The study found that convergent evolution — when a characteristic evolves separately in two genetically unrelated groups of organisms — is much more common than biologists previously thought.

Professor Wills said: “We already have lots of famous examples of convergent evolution, such as flight evolving separately in birds, bats and insects, or complex camera eyes evolving separately in squid and humans.

“But now with molecular data, we can see that convergent evolution happens all the time — things we thought were closely related often turn out to be far apart on the tree of life.

“People who make a living as lookalikes aren’t usually related to the celebrity they’re impersonating, and individuals within a family don’t always look similar — it’s the same with evolutionary trees too.

“It proves that evolution just keeps on re-inventing things, coming up with a similar solution each time the problem is encountered in a different branch of the evolutionary tree.

“It means that convergent evolution has been fooling us — even the cleverest evolutionary biologists and anatomists — for over 100 years!”

Dr Jack Oyston, Research Associate and first author of the paper, said: “The idea that biogeography can reflect evolutionary history was a large part of what prompted Darwin to develop his theory of evolution through natural selection, so it’s pretty surprising that it hadn’t really been considered directly as a way of testing the accuracy of evolutionary trees in this way before now.

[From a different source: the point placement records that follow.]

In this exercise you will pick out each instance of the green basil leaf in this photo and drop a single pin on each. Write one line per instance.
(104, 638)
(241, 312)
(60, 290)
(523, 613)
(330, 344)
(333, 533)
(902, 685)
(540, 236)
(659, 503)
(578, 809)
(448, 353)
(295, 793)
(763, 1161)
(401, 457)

“What’s most exciting is that we find strong statistical proof of molecular trees fitting better not just in groups like Afrotheria, but across the tree of life in birds, reptiles, insects and plants too.

“It being such a widespread pattern makes it much more potentially useful as a general test of different evolutionary trees, but it also shows just how pervasive convergent evolution has been when it comes to misleading us.”